El mundo católico ha vivido las últimas semanas pendientes de Roma. La larga hospitalización del Papa Francisco, y sus consecuencias para el desarrollo de lo que parecen ser los compases últimos de su pontificado, han llevado a la Iglesia al primer plano informativo de medio planeta.
Son muchos los interrogantes que la situación de estas jornadas ha dejado sobre la mesa de la conciencia de muchos católicos. Entre ellas, el hecho de lo que hoy llamamos testimonio personal: considerar si estamos verdaderamente convencidos de que la luz de la fe es capaz de iluminar todos los aspectos de nuestra vida y llevarla a plenitud de tal modo que seamos capaces de proponer una reflexión filosófica sólida que surja desde una perspectiva cristiana, traducida en presencia activa y crítica en los espacios donde se construyen las ideas que guían nuestras sociedades.
No se trata de construir una sociedad cristiana al margen de la actual, ni siquiera en contraposición a ella sino de que la condición de católico no sea óbice sino impulso para una decidida actuación pública y transformación de la sociedad.
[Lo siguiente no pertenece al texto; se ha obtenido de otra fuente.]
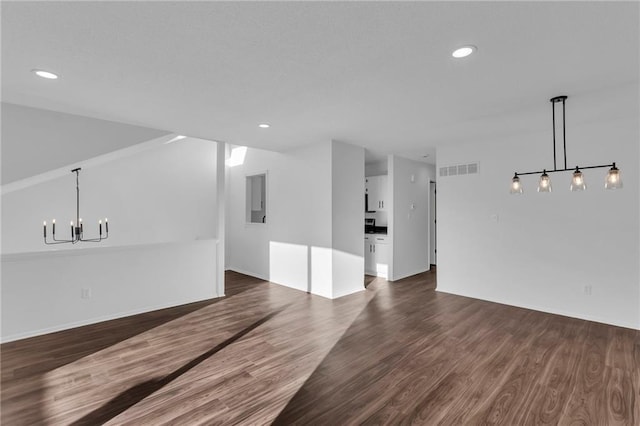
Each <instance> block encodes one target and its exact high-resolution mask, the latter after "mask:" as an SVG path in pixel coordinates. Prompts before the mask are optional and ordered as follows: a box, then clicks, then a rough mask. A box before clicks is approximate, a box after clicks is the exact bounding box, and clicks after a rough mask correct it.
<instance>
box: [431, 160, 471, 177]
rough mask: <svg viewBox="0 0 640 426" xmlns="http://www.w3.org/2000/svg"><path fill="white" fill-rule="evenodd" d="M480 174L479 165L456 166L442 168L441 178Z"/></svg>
mask: <svg viewBox="0 0 640 426" xmlns="http://www.w3.org/2000/svg"><path fill="white" fill-rule="evenodd" d="M478 172H479V165H478V163H469V164H458V165H456V166H446V167H440V177H447V176H457V175H475V174H478Z"/></svg>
En estos años, hemos vivido un pontificado en el que, desde la consideración de Dios padre de todos, el Papa ha puesto en el centro lo que llamó las periferias existenciales: los pobres más pobres, los que carecen de patria, de lugar al que volver, de cuidados para vivir, etc. Frutos de una sociedad del descarte que ha descartado, en primera instancia, a Dios de sus principios y, por ende, a toda su creación.
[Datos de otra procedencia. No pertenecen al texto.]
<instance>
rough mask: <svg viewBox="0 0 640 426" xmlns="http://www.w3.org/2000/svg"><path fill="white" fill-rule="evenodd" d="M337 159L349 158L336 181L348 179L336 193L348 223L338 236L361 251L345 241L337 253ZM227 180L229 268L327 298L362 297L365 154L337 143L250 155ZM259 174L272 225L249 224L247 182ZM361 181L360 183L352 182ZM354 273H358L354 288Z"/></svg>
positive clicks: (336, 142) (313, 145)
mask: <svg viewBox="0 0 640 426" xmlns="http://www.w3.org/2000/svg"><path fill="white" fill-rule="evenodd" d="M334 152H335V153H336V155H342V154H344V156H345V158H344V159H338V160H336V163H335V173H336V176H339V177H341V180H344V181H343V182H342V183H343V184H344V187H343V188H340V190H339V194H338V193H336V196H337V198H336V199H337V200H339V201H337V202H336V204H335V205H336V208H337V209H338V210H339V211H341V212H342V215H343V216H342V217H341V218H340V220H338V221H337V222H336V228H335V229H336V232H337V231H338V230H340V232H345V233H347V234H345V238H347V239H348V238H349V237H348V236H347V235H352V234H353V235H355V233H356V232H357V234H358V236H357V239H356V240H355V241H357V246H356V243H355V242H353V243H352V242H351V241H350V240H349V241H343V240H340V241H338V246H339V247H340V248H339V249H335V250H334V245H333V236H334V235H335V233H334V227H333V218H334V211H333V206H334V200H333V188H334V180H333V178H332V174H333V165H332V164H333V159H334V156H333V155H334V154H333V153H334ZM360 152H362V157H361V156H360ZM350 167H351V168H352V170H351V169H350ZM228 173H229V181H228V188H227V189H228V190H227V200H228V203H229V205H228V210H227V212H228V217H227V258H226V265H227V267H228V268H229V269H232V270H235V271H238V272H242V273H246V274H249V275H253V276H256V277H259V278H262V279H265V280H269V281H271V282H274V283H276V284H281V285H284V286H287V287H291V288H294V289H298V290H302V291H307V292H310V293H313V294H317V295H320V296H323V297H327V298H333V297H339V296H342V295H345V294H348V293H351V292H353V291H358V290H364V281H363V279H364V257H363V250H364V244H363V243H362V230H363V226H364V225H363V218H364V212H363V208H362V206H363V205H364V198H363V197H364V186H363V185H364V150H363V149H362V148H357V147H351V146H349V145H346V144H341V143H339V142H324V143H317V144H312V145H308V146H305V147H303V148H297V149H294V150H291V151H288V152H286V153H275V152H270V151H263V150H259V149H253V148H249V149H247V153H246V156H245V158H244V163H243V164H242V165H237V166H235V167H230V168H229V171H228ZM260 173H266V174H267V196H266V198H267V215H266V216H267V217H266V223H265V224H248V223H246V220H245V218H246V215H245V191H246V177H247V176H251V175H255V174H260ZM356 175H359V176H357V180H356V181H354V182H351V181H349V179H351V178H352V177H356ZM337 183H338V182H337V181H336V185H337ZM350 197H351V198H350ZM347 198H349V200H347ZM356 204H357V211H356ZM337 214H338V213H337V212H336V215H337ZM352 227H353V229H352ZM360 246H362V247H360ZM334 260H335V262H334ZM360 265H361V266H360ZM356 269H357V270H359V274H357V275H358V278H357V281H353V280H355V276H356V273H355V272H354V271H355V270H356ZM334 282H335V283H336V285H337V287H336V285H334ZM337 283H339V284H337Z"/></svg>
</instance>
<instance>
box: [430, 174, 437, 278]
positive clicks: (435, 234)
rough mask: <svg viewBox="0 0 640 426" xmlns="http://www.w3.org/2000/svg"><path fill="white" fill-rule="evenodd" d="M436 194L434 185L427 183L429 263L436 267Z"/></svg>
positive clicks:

El secularismo ha ganado terreno, y con ello, una visión del mundo que deja de lado las raíces cristianas que, por siglos, han dado sentido a la reflexión sobre lo humano. Un secularismo también presente, en la práctica, en instituciones de inspiración cristiana y que, en no pocas ocasiones, se llena con filosofías que, no solo están alejadas de la tradición cristiana, incluso se oponen a ella.
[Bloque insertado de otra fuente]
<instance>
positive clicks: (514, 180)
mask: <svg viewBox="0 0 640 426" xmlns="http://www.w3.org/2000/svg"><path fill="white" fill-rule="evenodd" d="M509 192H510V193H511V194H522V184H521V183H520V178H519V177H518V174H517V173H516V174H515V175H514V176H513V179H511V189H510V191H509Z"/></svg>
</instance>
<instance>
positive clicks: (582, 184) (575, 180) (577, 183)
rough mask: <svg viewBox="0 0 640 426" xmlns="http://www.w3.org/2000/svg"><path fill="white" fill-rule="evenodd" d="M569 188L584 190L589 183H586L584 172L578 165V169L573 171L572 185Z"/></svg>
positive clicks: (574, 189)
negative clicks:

Quizás no sea necesario que la vida de la Iglesia sea portada de diario, más allá de la noticia “extraordinaria” como la que estamos viviendo estos días, pero sí es urgente que las ideas cristianas retomen su lugar en los debates públicos, en las universidades, en los medios de comunicación y, sobre todo, en la vida cotidiana de los ciudadanos. No como un añadido o una “capa” de cristianismo, sino como la fuente del razonamiento dialógico. Sólo entonces será real la opción misionera “capaz de transformarlo todo” que pedía el Papa Francisco en Evangelii Gaudium, su “programa de pontificado” y que no termina con el fin de una era.